Peter Rosskothen, chairman of the Greater Springfield Convention and Visitors Bureau, told the commission that regional business officials want to “break the mold that casino patrons stay inside the casino.”

Business leaders will be pressing casino operators to agree to promote local restaurants and regional attractions, he said, “so we can keep people [in the area] for a couple [of] extra days.”

Stephen Crosby, chairman of the Massachusetts Gaming Commission, said in an interview that the panel could require developers to document in their applications how they would cross-promote local attrac­tions.
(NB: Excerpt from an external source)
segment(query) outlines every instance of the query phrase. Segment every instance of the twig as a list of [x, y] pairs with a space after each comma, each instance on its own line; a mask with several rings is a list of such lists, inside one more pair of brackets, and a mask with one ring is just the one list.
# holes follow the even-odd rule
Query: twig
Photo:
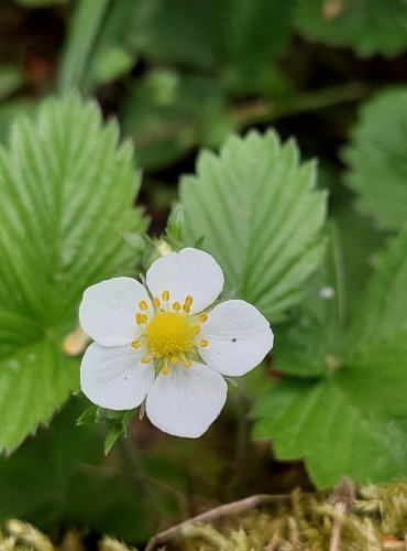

Before the forum, commissioners saw the first significant public protests at one of their traveling events.

“No dice, Springfield!” shouted gambling opponents who want to keep a casino out of their city.

“Roll the dice, Palmer!” chanted supporters eager to have a casino development in their town, rather than in Springfield.

The protests showed the wide array of competing interests in the casino debate in Western Massachusetts, the only region of the state that currently has a vibrant competition among casino companies. The operators of Mohegan Sun in Connecticut are proposing a casino in Palmer. Four companies have their sights set on Springfield: Ameristar, MGM Resorts, Hard Rock International, and Penn ­National Gaming.

“If we have to have a casino in the area, let it go to Palmer,” said Michele Lamountain, a Springfield resident demonstrating against the gambling proposals in her city.

James St. Amand of Palmer was one of several dozen demonstrators sporting a pale yellow “Palmer First” T-shirt, in support of the Mohegan Sun proposal for a resort casino in the town.

“We need the revenue so we can rehire police, fire, and school teachers and reduce taxes,” he said.